DLI Course "Building RAG Agents for LLMs" - Help With Assessment

Hello,

I’m at the end of the “Building RAG Agents for LLM” DLI course and need some help with the final assessment to get credit for the course.

My understanding is that while we’re in the course environment, we…

  1. Update the vector store with an Arxiv paper less than 30 days old
  2. Launch the Gradio UI with new RAG components
  3. Click “Evaluate” within the Gradio UI and hopefully pass this
  4. Click “Assess Task” from where the course is launched

Is that correct so far?

When I launch the UI at http://<>.aws.labs.courses.nvidia.com:8090 I get this error:

  +-+---------------- 1 ----------------
    | Traceback (most recent call last):
    |   File "/usr/local/lib/python3.11/site-packages/pydantic/v1/main.py", line 716, in validate
    |     value_as_dict = dict(value)
    |                     ^^^^^^^^^^^
    | ValueError: dictionary update sequence element #0 has length 1; 2 is required
    | 
    | The above exception was the direct cause of the following exception:
    | 
    | Traceback (most recent call last):
    |   File "/usr/local/lib/python3.11/site-packages/langserve/api_handler.py", line 870, in stream
    |     config, input_ = await self._get_config_and_input(
    |                      ^^^^^^^^^^^^^^^^^^^^^^^^^^^^^^^^^
    |   File "/usr/local/lib/python3.11/site-packages/langserve/api_handler.py", line 639, in _get_config_and_input
    |     input_ = schema.validate(body.input)
    |              ^^^^^^^^^^^^^^^^^^^^^^^^^^^
    |   File "/usr/local/lib/python3.11/site-packages/pydantic/v1/main.py", line 718, in validate
    |     raise DictError() from e
    | pydantic.v1.errors.DictError: value is not a valid dict
    | 
    | The above exception was the direct cause of the following exception:
    | 
    | Traceback (most recent call last):
    |   File "/usr/local/lib/python3.11/site-packages/sse_starlette/sse.py", line 258, in wrap
    |     await func()
    |   File "/usr/local/lib/python3.11/site-packages/sse_starlette/sse.py", line 245, in stream_response
    |     async for data in self.body_iterator:
    |   File "/usr/local/lib/python3.11/site-packages/langserve/api_handler.py", line 902, in _stream
    |     raise AssertionError(
    | AssertionError: Internal server error
+------------------------------------

Would anyone be able to help me with this?

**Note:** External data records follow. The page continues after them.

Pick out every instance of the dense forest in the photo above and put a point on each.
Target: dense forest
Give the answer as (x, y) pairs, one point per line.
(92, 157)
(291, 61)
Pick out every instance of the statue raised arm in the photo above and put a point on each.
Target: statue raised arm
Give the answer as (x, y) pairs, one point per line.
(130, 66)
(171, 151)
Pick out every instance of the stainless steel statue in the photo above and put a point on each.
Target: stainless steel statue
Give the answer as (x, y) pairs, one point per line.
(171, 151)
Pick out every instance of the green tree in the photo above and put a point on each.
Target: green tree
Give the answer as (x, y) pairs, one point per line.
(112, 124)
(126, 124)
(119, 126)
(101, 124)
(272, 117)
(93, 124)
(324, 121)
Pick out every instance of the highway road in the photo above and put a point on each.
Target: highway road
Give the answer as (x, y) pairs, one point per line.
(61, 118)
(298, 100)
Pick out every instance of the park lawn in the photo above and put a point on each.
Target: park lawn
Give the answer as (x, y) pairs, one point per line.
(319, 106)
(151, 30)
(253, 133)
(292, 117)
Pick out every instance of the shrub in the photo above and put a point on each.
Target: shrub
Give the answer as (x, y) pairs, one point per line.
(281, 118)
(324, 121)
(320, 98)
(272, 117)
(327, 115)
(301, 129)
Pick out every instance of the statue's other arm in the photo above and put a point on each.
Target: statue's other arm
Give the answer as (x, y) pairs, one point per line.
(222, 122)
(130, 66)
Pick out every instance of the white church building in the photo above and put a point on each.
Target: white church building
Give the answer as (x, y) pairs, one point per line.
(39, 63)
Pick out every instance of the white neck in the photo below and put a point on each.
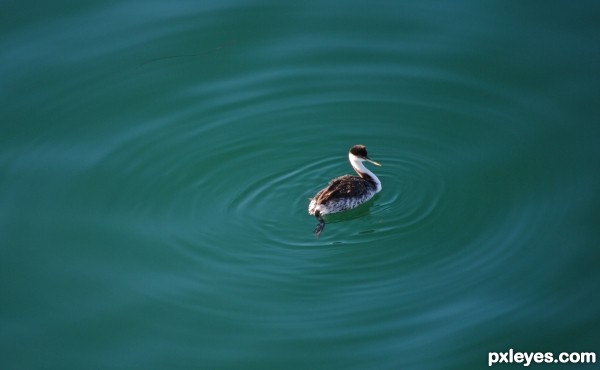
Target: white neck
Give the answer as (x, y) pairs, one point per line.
(359, 167)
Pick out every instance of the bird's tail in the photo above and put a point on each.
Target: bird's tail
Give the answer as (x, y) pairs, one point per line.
(320, 225)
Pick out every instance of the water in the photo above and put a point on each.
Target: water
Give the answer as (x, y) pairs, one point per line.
(157, 160)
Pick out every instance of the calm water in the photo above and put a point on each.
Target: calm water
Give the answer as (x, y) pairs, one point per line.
(156, 159)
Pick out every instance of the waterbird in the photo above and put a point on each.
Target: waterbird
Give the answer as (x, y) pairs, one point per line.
(346, 192)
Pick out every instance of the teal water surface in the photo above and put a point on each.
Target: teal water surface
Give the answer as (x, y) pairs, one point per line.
(157, 159)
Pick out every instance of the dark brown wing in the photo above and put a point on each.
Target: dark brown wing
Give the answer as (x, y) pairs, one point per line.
(342, 187)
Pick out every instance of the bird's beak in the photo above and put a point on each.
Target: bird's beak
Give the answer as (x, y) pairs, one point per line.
(375, 163)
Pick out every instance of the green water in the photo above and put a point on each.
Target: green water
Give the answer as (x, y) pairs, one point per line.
(156, 160)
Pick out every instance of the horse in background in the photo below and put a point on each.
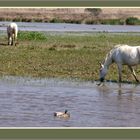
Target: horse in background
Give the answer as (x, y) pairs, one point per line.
(12, 31)
(121, 55)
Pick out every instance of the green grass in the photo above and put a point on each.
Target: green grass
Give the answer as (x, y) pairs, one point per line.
(62, 55)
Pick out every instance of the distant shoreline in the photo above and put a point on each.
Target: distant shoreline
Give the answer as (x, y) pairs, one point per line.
(116, 16)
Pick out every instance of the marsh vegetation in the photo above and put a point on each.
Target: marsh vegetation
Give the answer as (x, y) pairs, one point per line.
(67, 55)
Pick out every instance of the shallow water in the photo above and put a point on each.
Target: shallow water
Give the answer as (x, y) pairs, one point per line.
(27, 102)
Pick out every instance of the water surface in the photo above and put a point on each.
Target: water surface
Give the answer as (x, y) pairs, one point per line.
(28, 102)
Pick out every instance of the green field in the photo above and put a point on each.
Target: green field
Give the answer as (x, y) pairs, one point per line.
(66, 55)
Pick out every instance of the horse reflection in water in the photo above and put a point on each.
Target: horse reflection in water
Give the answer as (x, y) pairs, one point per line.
(121, 55)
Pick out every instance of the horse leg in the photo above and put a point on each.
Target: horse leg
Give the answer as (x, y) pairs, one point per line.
(120, 72)
(133, 73)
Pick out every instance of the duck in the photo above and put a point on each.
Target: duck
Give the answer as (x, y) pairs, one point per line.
(62, 114)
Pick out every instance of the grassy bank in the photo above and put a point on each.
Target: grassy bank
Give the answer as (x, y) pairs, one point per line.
(62, 55)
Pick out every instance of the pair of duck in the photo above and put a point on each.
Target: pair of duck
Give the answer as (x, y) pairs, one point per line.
(62, 114)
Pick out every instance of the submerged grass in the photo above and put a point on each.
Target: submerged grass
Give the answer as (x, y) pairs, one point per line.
(62, 55)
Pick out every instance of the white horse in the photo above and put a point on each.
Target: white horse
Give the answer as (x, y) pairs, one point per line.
(121, 55)
(12, 31)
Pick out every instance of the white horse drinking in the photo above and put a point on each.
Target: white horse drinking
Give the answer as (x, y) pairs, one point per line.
(121, 55)
(12, 31)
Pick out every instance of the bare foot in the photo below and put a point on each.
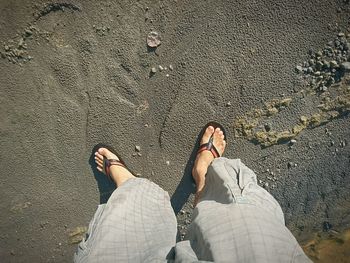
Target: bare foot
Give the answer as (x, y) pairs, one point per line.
(119, 174)
(204, 158)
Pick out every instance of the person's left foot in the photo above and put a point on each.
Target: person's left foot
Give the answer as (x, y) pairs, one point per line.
(204, 158)
(119, 174)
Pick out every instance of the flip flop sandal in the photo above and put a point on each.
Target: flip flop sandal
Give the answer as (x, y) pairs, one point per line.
(107, 163)
(209, 146)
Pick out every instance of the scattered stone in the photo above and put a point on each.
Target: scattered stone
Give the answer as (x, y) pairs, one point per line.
(345, 66)
(267, 127)
(323, 88)
(299, 69)
(333, 64)
(153, 39)
(28, 32)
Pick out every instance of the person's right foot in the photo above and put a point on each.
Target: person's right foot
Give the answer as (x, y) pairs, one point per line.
(119, 174)
(204, 158)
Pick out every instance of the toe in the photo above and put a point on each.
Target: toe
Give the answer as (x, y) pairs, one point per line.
(207, 134)
(98, 161)
(108, 154)
(97, 155)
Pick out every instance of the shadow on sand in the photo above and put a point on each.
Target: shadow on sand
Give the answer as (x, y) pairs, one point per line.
(105, 185)
(186, 186)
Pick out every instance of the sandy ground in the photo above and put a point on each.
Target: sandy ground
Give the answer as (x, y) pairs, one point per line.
(78, 73)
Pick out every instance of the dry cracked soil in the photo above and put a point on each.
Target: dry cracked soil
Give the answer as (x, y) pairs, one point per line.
(76, 73)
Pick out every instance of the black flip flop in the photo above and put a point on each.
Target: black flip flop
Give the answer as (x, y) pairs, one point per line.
(209, 146)
(107, 163)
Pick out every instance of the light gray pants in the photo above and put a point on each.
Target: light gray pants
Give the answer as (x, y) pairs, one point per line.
(235, 221)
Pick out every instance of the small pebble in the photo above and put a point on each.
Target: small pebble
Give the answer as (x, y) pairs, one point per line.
(153, 39)
(299, 69)
(333, 64)
(293, 141)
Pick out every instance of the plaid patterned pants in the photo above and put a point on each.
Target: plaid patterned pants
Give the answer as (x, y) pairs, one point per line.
(235, 221)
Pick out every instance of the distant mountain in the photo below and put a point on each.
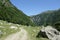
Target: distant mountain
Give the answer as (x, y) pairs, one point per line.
(50, 17)
(8, 12)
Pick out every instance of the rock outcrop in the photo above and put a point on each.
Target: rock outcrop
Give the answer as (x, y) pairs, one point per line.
(50, 33)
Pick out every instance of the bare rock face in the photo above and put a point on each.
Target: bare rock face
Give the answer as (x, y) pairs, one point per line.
(50, 33)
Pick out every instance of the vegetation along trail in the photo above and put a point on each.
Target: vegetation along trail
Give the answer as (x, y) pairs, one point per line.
(21, 35)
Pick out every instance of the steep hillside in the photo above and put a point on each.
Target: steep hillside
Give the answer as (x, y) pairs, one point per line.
(47, 18)
(10, 13)
(10, 31)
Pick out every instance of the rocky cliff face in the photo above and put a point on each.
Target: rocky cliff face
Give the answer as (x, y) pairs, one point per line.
(8, 12)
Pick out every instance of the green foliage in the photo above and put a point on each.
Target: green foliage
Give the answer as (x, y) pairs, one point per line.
(47, 18)
(10, 13)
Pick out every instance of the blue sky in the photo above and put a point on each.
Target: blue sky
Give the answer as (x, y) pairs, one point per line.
(33, 7)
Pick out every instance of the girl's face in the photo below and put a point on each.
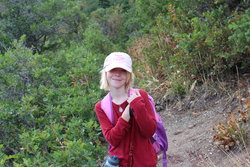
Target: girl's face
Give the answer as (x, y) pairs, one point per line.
(117, 78)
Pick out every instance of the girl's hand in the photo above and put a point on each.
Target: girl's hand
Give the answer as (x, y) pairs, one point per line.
(133, 96)
(125, 114)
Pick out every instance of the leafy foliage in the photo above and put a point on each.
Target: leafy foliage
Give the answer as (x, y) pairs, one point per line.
(51, 53)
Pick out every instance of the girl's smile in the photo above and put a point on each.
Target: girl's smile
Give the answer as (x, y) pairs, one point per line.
(117, 77)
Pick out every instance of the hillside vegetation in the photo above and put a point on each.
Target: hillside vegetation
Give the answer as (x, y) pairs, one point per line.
(51, 52)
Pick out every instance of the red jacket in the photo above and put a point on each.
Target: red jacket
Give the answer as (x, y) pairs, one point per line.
(119, 135)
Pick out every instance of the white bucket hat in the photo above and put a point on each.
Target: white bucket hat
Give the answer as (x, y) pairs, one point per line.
(118, 60)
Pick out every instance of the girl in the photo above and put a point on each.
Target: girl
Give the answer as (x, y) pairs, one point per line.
(134, 122)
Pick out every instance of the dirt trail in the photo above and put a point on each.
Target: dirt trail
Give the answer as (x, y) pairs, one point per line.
(189, 125)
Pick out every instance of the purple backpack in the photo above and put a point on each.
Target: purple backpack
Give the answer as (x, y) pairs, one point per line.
(159, 139)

Here’s my approach:

%%writefile server_app.py
# https://python.langchain.com/docs/langserve#server
from fastapi import FastAPI
from langserve import add_routes

from langchain_nvidia_ai_endpoints import ChatNVIDIA, NVIDIAEmbeddings
from langchain.prompts import ChatPromptTemplate

from langchain_core.output_parsers import StrOutputParser
from langchain_core.runnables import RunnableLambda, RunnableBranch
from langchain_core.runnables.passthrough import RunnableAssign
from langchain.document_transformers import LongContextReorder
from langchain_community.vectorstores import FAISS

from operator import itemgetter

app = FastAPI(
  title="LangChain Server",
  version="1.0",
  description="A simple api server using Langchain's Runnable interfaces",
)

llm = ChatNVIDIA(model='mixtral_8x7b')

chat_prompt = ChatPromptTemplate.from_messages([("system",
    "You are a document chatbot. Help the user as they ask questions about documents."
    " User messaged just asked you a question: {input}\n\n"
    " The following information may be useful for your response: "
    " Document Retrieval:\n{context}\n\n"
    " (Answer only from retrieval. Only cite sources that are used. Make your response conversational)"
), ('user', '{input}')])

embedder = NVIDIAEmbeddings(model='nvolveqa_40k')

docstore = FAISS.load_local("docstore_index", embedder)
docs = list(docstore.docstore._dict.values())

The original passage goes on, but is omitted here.